Deb Moses, who holds four part-time jobs, wanted a garden and chickens, and her husband, a wildlife biologist, wanted to do home repairs without a landlord’s permission.

The couple received a $10,000 loan to help them with their down payment on a $240,000 house on East Fourth Avenue. The timing was also right: In the past two years, the median home price in Durango rose by 15 percent, according to the Durango Area Association of Realtors. For the first quarter of 2016, the median price for an in-town single-family home is $415,000.

“Had we not gotten this assistance, there was a good chance we would have left the area, even though my husband got a good job,” Deb Moses said. “It’s just the cost of living and finding work, we would have probably left, which would have been a huge bummer.”

The Moses’ loan payments, plus interest, are returned to the loan fund.

The city received its first fee-in-lieu payment in 2010 for the Metz-Briggs development. Subsequent building in Three Springs and on Florida Road also padded the funding pool.

In-lieu fees grow in proportion to new construction, of which there is a shortage in Durango.
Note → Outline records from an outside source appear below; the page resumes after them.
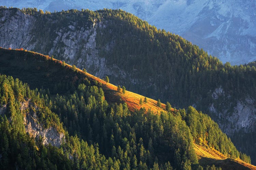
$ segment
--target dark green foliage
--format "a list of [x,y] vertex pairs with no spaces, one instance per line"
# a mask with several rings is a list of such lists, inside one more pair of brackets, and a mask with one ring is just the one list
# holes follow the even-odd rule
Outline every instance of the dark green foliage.
[[[18,10],[8,10],[15,12]],[[98,28],[97,30],[96,44],[100,56],[104,57],[109,65],[116,65],[139,80],[140,83],[134,85],[127,78],[111,79],[113,84],[124,83],[130,91],[151,98],[160,98],[164,102],[169,101],[177,108],[195,104],[197,109],[205,113],[209,112],[209,104],[215,101],[213,92],[220,87],[231,96],[228,102],[221,102],[223,106],[221,107],[230,107],[229,103],[247,96],[256,99],[256,94],[251,92],[256,89],[255,63],[233,66],[228,63],[223,64],[217,58],[181,37],[157,30],[122,10],[75,10],[51,15],[40,14],[35,8],[21,11],[33,15],[37,20],[38,24],[33,29],[37,33],[33,38],[35,41],[40,39],[40,43],[45,39],[55,38],[58,36],[56,29],[68,28],[71,23],[77,23],[75,29],[79,29],[90,27],[94,21],[101,22],[101,24],[106,27]],[[113,41],[115,45],[111,50],[105,50],[106,46]],[[49,43],[42,50],[41,47],[39,43],[33,50],[46,53],[50,51],[52,44]],[[58,56],[57,52],[54,52],[56,58],[63,59]],[[215,101],[219,104],[219,102]],[[256,136],[255,132],[246,135]],[[236,138],[236,135],[233,137]],[[246,140],[250,141],[248,146],[254,145],[253,148],[255,148],[253,142],[255,139],[250,137],[251,139]],[[240,140],[234,141],[244,148]],[[255,155],[256,152],[249,148],[245,150]]]
[[162,104],[161,103],[160,99],[158,99],[158,100],[157,100],[157,103],[156,103],[156,106],[159,107],[162,107]]
[[123,87],[122,87],[122,92],[124,95],[125,93],[125,90],[126,89],[125,88],[125,87],[123,86]]
[[171,105],[171,104],[168,102],[166,102],[166,111],[169,112],[170,111],[171,108],[172,106]]
[[117,91],[118,91],[118,92],[121,92],[121,87],[120,85],[118,85],[117,86]]
[[143,102],[142,102],[142,99],[141,98],[140,100],[140,104],[141,106],[142,105],[142,104],[143,103]]
[[[34,98],[33,100],[35,103],[41,104],[43,109],[38,114],[39,118],[42,118],[41,122],[47,122],[45,119],[49,117],[50,121],[45,124],[45,127],[55,126],[60,127],[61,130],[60,120],[64,129],[67,131],[65,131],[66,142],[62,148],[44,147],[52,151],[48,161],[49,165],[55,166],[56,164],[60,169],[65,169],[61,167],[65,166],[66,169],[72,169],[92,167],[101,169],[106,167],[123,169],[131,167],[157,168],[158,164],[159,167],[171,169],[172,167],[179,169],[189,168],[191,165],[197,163],[193,143],[193,141],[197,139],[197,131],[195,132],[194,128],[190,130],[189,128],[193,127],[194,123],[188,120],[190,119],[188,111],[187,116],[184,116],[186,114],[183,114],[182,117],[180,116],[182,114],[179,112],[155,114],[150,110],[146,112],[141,109],[131,112],[125,103],[107,102],[104,100],[104,93],[99,84],[93,79],[88,79],[82,72],[76,69],[73,70],[71,67],[66,65],[63,68],[63,63],[32,53],[2,49],[0,50],[2,52],[2,54],[4,54],[0,55],[2,63],[0,72],[8,73],[25,80],[30,86],[35,88],[41,88],[40,90],[29,90],[27,84],[23,87],[19,81],[16,81],[15,83],[10,77],[7,80],[11,81],[5,84],[14,84],[8,86],[12,88],[13,86],[13,89],[16,90],[13,90],[13,92],[9,90],[6,91],[4,90],[6,86],[2,85],[5,84],[4,83],[6,79],[3,78],[3,83],[1,84],[0,88],[3,89],[3,91],[9,92],[0,93],[1,105],[9,103],[9,99],[19,98],[15,100],[21,101],[27,98]],[[6,61],[10,62],[7,67],[4,62]],[[29,62],[29,67],[27,62]],[[44,65],[47,67],[43,67]],[[41,67],[40,71],[35,69],[39,66]],[[17,85],[14,85],[16,84]],[[15,88],[15,86],[19,88]],[[119,87],[120,91],[120,86]],[[15,95],[9,94],[12,93]],[[12,114],[15,114],[13,117],[17,118],[15,121],[17,123],[12,125],[12,127],[24,134],[22,130],[24,129],[20,128],[24,126],[23,116],[18,114],[18,104],[13,109],[10,107],[10,109],[13,111],[11,112],[10,115],[6,115],[10,116]],[[54,113],[58,115],[59,119]],[[183,120],[184,117],[187,118],[186,122]],[[216,128],[221,133],[220,130]],[[73,136],[70,136],[67,132]],[[210,133],[208,135],[212,135]],[[222,135],[220,136],[223,136]],[[228,144],[227,147],[225,144],[222,146],[221,151],[225,152],[231,149],[234,156],[237,156],[235,148],[230,147],[232,146],[230,140],[224,140],[224,142]],[[39,148],[39,144],[36,143],[33,146],[36,145]],[[44,150],[42,149],[43,152],[35,154],[39,157],[45,155],[43,157],[46,157],[45,155],[47,154],[43,153]],[[233,155],[231,153],[228,154]],[[70,155],[73,159],[70,159]],[[64,158],[61,158],[62,157]],[[29,157],[22,156],[20,159],[26,162],[28,161],[27,159],[29,159]],[[5,161],[9,163],[3,164],[10,165],[13,164],[16,160],[8,158]],[[29,164],[33,165],[30,163]],[[39,167],[41,165],[36,160],[35,165],[39,169],[41,167]],[[41,169],[45,169],[50,166],[47,164]]]
[[221,132],[218,124],[208,116],[199,113],[194,108],[189,106],[185,120],[196,143],[213,147],[226,156],[240,157],[242,160],[251,163],[250,157],[239,153],[230,138]]
[[106,76],[106,82],[109,83],[109,77],[108,76]]

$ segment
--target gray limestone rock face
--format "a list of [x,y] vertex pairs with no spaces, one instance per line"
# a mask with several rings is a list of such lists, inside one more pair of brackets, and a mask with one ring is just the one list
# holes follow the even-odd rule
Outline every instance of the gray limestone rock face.
[[[53,146],[59,147],[65,142],[65,135],[63,133],[58,132],[54,127],[46,128],[38,122],[36,106],[33,106],[35,108],[35,112],[28,109],[32,104],[29,100],[25,101],[20,104],[20,109],[21,113],[24,115],[23,122],[26,132],[29,133],[36,140],[41,137],[44,145],[51,144]],[[0,106],[0,115],[5,113],[6,107],[6,105]],[[10,121],[12,120],[10,119]]]

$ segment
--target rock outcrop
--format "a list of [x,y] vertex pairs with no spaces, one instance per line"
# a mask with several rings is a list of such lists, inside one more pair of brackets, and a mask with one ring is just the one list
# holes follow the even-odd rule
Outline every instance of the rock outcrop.
[[[63,133],[58,132],[54,127],[45,128],[39,122],[36,106],[32,106],[29,100],[25,101],[20,104],[20,109],[24,115],[23,121],[26,132],[29,133],[36,140],[41,138],[43,143],[45,145],[51,144],[53,146],[59,147],[62,143],[65,142],[65,135]],[[31,106],[34,109],[30,109]],[[5,114],[6,107],[6,105],[0,107],[0,115]],[[10,119],[10,121],[12,120]]]

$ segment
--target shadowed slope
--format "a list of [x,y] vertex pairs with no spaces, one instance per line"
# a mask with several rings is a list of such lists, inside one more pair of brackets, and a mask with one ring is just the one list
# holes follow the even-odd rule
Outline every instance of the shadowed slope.
[[[32,88],[51,89],[58,88],[59,83],[71,82],[79,83],[83,79],[88,79],[91,85],[101,87],[103,90],[106,100],[110,103],[126,102],[131,111],[145,107],[156,113],[164,110],[156,106],[157,101],[147,98],[147,102],[139,104],[141,99],[144,97],[132,92],[126,91],[124,94],[117,91],[117,87],[107,83],[88,73],[76,68],[75,67],[64,64],[62,62],[37,53],[26,52],[23,50],[15,50],[0,48],[0,73],[17,78],[24,82],[27,83]],[[70,91],[72,89],[59,89]],[[165,104],[162,107],[165,108]],[[172,109],[172,111],[175,111]],[[216,150],[208,149],[195,144],[196,153],[202,166],[215,165],[217,167],[225,167],[228,169],[233,168],[254,169],[255,167],[245,163],[240,159],[227,158]]]

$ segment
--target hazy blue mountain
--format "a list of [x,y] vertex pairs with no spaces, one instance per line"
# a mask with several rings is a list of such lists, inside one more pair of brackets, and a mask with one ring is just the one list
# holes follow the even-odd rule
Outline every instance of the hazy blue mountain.
[[178,34],[223,63],[256,60],[256,2],[219,0],[0,0],[7,7],[50,11],[121,8]]

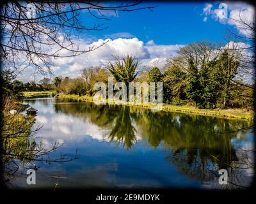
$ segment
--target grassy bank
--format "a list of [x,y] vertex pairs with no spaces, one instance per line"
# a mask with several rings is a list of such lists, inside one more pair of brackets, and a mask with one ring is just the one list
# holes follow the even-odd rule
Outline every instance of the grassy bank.
[[22,92],[24,98],[33,98],[38,97],[46,97],[51,96],[54,91],[24,91]]
[[[60,98],[69,98],[78,101],[93,101],[93,97],[78,95],[65,95],[60,94]],[[99,99],[98,102],[100,102]],[[114,104],[120,104],[119,101],[114,101]],[[154,106],[152,105],[128,105],[129,106],[137,106],[145,108],[152,108],[157,109],[157,107]],[[162,110],[168,112],[184,112],[191,114],[196,114],[200,115],[209,115],[214,116],[218,117],[230,118],[230,119],[246,119],[252,120],[253,118],[253,112],[248,111],[243,108],[228,108],[228,109],[198,109],[193,106],[189,105],[172,105],[168,104],[163,104]]]

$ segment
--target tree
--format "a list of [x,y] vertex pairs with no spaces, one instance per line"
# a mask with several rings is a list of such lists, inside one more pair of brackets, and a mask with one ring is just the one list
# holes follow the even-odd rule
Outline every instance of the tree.
[[[97,47],[81,48],[76,43],[79,33],[102,31],[108,27],[82,24],[80,14],[90,15],[97,21],[110,20],[105,11],[130,12],[156,6],[140,6],[141,1],[120,4],[81,1],[4,1],[1,8],[1,57],[4,67],[33,67],[35,72],[51,73],[51,60],[92,52]],[[84,14],[85,13],[85,14]],[[87,21],[85,21],[87,22]],[[20,60],[21,58],[22,60]],[[45,69],[45,68],[47,68]]]
[[202,92],[198,71],[191,58],[188,60],[187,75],[187,85],[185,89],[187,96],[197,106],[203,108],[204,105],[201,98]]
[[61,84],[62,77],[61,76],[56,76],[53,80],[53,84],[54,84],[55,89],[57,92],[60,92],[60,85]]
[[229,56],[227,50],[224,50],[216,63],[217,70],[220,74],[220,103],[223,108],[228,106],[231,103],[232,91],[234,90],[232,82],[237,74],[239,66],[239,61]]
[[137,76],[136,71],[139,62],[135,57],[129,56],[122,60],[116,58],[114,62],[108,62],[106,68],[111,73],[116,82],[125,82],[128,85]]
[[162,80],[163,75],[161,73],[160,69],[154,66],[148,72],[148,82],[159,82]]
[[46,90],[50,90],[51,89],[51,83],[52,83],[52,80],[49,78],[44,77],[43,79],[42,79],[39,83],[42,84],[43,87],[46,89]]
[[92,96],[95,92],[94,84],[96,82],[108,83],[109,74],[102,68],[90,67],[83,69],[81,75],[86,85],[86,94]]
[[186,73],[179,64],[179,57],[172,57],[164,66],[163,82],[163,96],[166,103],[174,105],[184,103],[187,99],[184,91]]
[[138,63],[139,61],[135,57],[127,55],[126,58],[122,60],[116,58],[114,62],[108,62],[106,68],[116,82],[125,84],[128,93],[129,82],[132,82],[138,73],[138,71],[136,71]]

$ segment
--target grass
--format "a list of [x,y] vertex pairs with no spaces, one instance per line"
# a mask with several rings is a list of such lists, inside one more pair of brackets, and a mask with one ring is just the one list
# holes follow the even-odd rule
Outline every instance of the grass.
[[[69,98],[78,101],[94,101],[93,97],[78,95],[60,94],[60,98]],[[100,99],[97,102],[102,102]],[[113,101],[113,104],[120,104],[120,101]],[[136,105],[125,104],[129,106],[137,106],[145,108],[157,109],[154,105]],[[209,115],[223,118],[230,118],[236,119],[246,119],[252,120],[253,119],[253,112],[248,111],[243,108],[228,108],[228,109],[198,109],[191,105],[172,105],[163,104],[162,110],[167,112],[184,112],[186,113],[196,114],[200,115]]]
[[55,92],[55,91],[24,91],[24,92],[22,92],[24,98],[45,97],[45,96],[51,96],[52,92]]

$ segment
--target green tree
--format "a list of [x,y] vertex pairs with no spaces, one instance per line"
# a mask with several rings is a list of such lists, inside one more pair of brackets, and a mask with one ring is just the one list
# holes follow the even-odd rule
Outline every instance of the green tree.
[[55,89],[57,92],[60,92],[60,85],[61,84],[62,77],[61,76],[56,76],[53,80],[53,84],[54,84]]
[[160,69],[154,66],[148,72],[148,82],[159,82],[162,80],[163,75],[161,73]]
[[106,68],[116,82],[125,84],[128,93],[129,82],[132,82],[138,73],[138,71],[136,71],[138,63],[139,61],[135,57],[127,55],[126,58],[122,60],[116,59],[114,62],[108,62]]
[[185,91],[188,98],[192,100],[196,106],[199,108],[204,108],[200,76],[197,68],[191,58],[188,60],[187,85]]

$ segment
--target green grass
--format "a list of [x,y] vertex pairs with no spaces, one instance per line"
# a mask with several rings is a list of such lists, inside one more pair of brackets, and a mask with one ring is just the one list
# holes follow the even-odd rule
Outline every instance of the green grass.
[[33,98],[37,97],[45,97],[51,96],[52,92],[55,92],[54,91],[24,91],[22,92],[24,98]]
[[[93,101],[93,97],[78,95],[60,94],[60,98],[69,98],[78,101]],[[100,102],[100,99],[97,100]],[[113,101],[114,104],[120,104],[119,101]],[[128,106],[140,106],[145,108],[157,108],[154,105],[136,105],[126,104]],[[162,110],[167,112],[184,112],[189,114],[196,114],[200,115],[209,115],[223,118],[230,118],[236,119],[246,119],[252,120],[253,119],[253,112],[243,108],[228,108],[228,109],[198,109],[191,105],[172,105],[163,104]]]

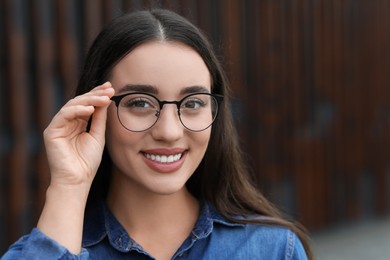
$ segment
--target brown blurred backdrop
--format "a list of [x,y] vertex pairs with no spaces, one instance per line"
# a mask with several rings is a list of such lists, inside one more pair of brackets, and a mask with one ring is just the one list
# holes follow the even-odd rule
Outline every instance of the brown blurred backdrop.
[[165,7],[217,48],[259,188],[310,231],[390,214],[390,1],[0,0],[0,255],[35,225],[42,131],[99,30]]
The maximum credit available from in-lieu funds was $15,000 per applicant until this year’s increase to $25,000 to try to keep pace with the market.

But combined with other local lending programs, like one funded by payments collected on building permits issued at Durango Mountain Resort, some households can receive as much as $50,000 in assistance.

As a resort employee, that option was available to Purgatory rental shop manager Jordan Foster and his partner, Bridget Averill, who purchased their first home together in Three Springs for $325,000 in 2015 after eight years of renting.

The couple was eligible for a total of $55,000, and like the Moses family, said home buying in Durango would not have been possible otherwise.

“Rent was obviously very high; it’s ridiculous,” said Averill, who said she and Foster paid about as much in monthly rent – $1,325 – as they do for a mortgage payment. “When our landlady decided to sell, we started looking into buying because it was impossible to find a solid rental where we could keep our four dogs and not have a significant commute.”

Since 2006, the county has collected $417,000 in Durango Mountain Resort building fees, which assisted eight of the 11 households, including Averill’s and Foster’s.

The 11 houses were purchased at an average price of $303,000.

As the fair share ordinance stands, it is cheaper to pay the fee than to build price-capped units, which consequently discourages building affordable, so city planners have been re-examining the policy in recent months. Some officials say the in-lieu payment and affordable development costs should be comparable in order to find balance.

“I think the need for workforce and affordable housing is extreme in our community, and I’m supportive of the city looking at a variety of options to both increase the opportunity for greater density in the city and creating revenue streams to provide the subsidized housing we need,” RHA Executive Director Karen Iverson said.

The housing market has changed since the policy’s adoption, and she hopes the city’s restructuring of the ordinance addresses that for the public’s benefit. Right now, she said, the fair share regulation has a defect:

“The highest affordability tier (outlined in the ordinance) seeks to create units up to $380,000 for a three-bedroom, but they’re already building at that price point in Three Springs,” Iverson said. “We need to create units below market rate. When policy overlaps with market rate, it creates an unproductive system.

“Many of our loan recipients are essential workers, people that are critical to keep in the community.”